FIG. 9 is an electrophoretic diagram showing that major fractions having a low molecular weight, obtained from LPS lysate by a gel filtration using a sephacryl S-200HR (Pharmacia), are observed on SDS-PAGE. At this time, 14% tris-glycine gel is used and silver-stained. Then, it was confirmed that Fractions 2 and 3 used in this experiment have a molecular weight of less than 10,000 daltons. The diagram shows the SDS-PAGE of LPS and its cleaved derivatives from E. coli. In the diagram, M represents a pre-stained marker, lane 1 represents a treated LPS (Fraction 1), lane 2 represents a treated LPS (Fraction 2), lane 3 represents a treated LPS (Fraction 3), and lane 4 represents untreated LPS (20 kD).

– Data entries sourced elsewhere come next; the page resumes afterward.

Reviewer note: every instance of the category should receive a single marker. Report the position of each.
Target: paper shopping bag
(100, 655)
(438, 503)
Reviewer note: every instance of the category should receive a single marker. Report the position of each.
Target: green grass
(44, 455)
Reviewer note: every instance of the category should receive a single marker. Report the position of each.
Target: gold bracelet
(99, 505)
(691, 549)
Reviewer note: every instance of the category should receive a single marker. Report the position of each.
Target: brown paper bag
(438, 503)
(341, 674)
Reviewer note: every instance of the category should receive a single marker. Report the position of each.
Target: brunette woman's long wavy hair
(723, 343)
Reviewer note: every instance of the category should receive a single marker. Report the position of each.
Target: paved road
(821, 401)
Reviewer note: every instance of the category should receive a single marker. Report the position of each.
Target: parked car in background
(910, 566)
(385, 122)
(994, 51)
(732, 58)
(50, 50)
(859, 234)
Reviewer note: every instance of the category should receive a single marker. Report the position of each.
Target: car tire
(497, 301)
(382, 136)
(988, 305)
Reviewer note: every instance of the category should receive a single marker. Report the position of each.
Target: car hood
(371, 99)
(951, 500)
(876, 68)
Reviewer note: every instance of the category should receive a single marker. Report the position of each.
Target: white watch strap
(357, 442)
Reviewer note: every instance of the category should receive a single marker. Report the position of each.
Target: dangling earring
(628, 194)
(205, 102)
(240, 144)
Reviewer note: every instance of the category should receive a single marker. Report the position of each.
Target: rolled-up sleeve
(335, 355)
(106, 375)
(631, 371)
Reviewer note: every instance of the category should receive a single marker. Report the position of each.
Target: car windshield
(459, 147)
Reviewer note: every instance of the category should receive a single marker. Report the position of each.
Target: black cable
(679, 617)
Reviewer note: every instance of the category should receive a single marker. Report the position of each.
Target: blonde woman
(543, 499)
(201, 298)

FIG. 10 is a graph showing, from a level of TNF-a secreted in human PBMCs, that toxicity of LPS is varied according to its size. In the graph, “1” represents saline, “2” represents LPS (20 kD Sigma L2880), “3” represents lysed LPS (5 kD to 10 kD), “4” represents CIA05 (3.5 kD), and “5” represents MPL (2 kD LPS, Sigma L6638).

FIG. 11 is a graph showing, from a level of TNF-a secreted in the healthy male's venous blood, that an immune-enhancing effect of LPS is varied according to its size. In the graph, “1” represents saline, “2” represents LPS (20 kD Sigma L2880), “3” represents lysed LPS (5 kD to 10 kD), “4” represents CIA05 (3.5 kD), and “5” represents MPL (2 kD LPS, Sigma L6638).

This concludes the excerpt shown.